Strategies to Increase Learning Recall
According to the authors of the Neuron study, one key to helping students retain lessons is to employ strategies to help them form synaptic connections—linking new lessons to existing memories to create a web of connections. Each connection is a strand in the web, and the more strands there are the stronger the web. Another strategy is to make students access lessons repeatedly so they’re not able to simply fade away. Here are seven concrete ways teachers and parents can help boost learning retention:
1. Assign students frequent practice tests or quizzes. When students are given tests or quizzes that they’re not graded on, they’re able to review material in a low-stress environment (stress can undermine memory retention.)
2. Combine visual and verbal lessons. Learning to use multiple senses helps increase retention. Showing students visual aids while teaching a lesson verbally helps to illustrate and cement the message for students.
3. Encourage and help students to develop memory “cues.” Examples include acronyms like “Roy G. Biv” (red, orange, yellow, green, blue, indigo, violet) to remember the colors of the rainbow and “Pretty please my dear aunt sally” (parentheses, powers, multiplication, division, addition, subtraction) to remember mathematics’ order of operation. Another way to “cue” memories is to create memory-boosting songs about lessons.
4. Encourage peer discussion and group-based learning. Group discussions naturally help students retain information, because when students see their fellow classmates, that visual will spark memories of what those students had to say about the lesson in question.
5. Include constructive comments on graded assignments or tests. Each comment becomes another synaptic connection enforcing the “memory web” for a given concept or fact.
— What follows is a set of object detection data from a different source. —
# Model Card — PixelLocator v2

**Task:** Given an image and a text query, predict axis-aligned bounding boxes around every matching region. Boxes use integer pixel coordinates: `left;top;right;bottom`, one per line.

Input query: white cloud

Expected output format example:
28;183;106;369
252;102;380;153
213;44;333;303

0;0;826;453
6. Encourage students to make lesson review the last thing they do before bedtime. Research shows the information circulates in the mind during sleep, bolstering retention.
7. Employ the spacing effect. Research shows that revisiting lessons just as they are on the verge of being forgotten boosts memory retention. Instead of teaching one lesson, considering it complete, then moving on to the next lesson, a better approach is to teach a lesson—but then revisit it at regular intervals in the future.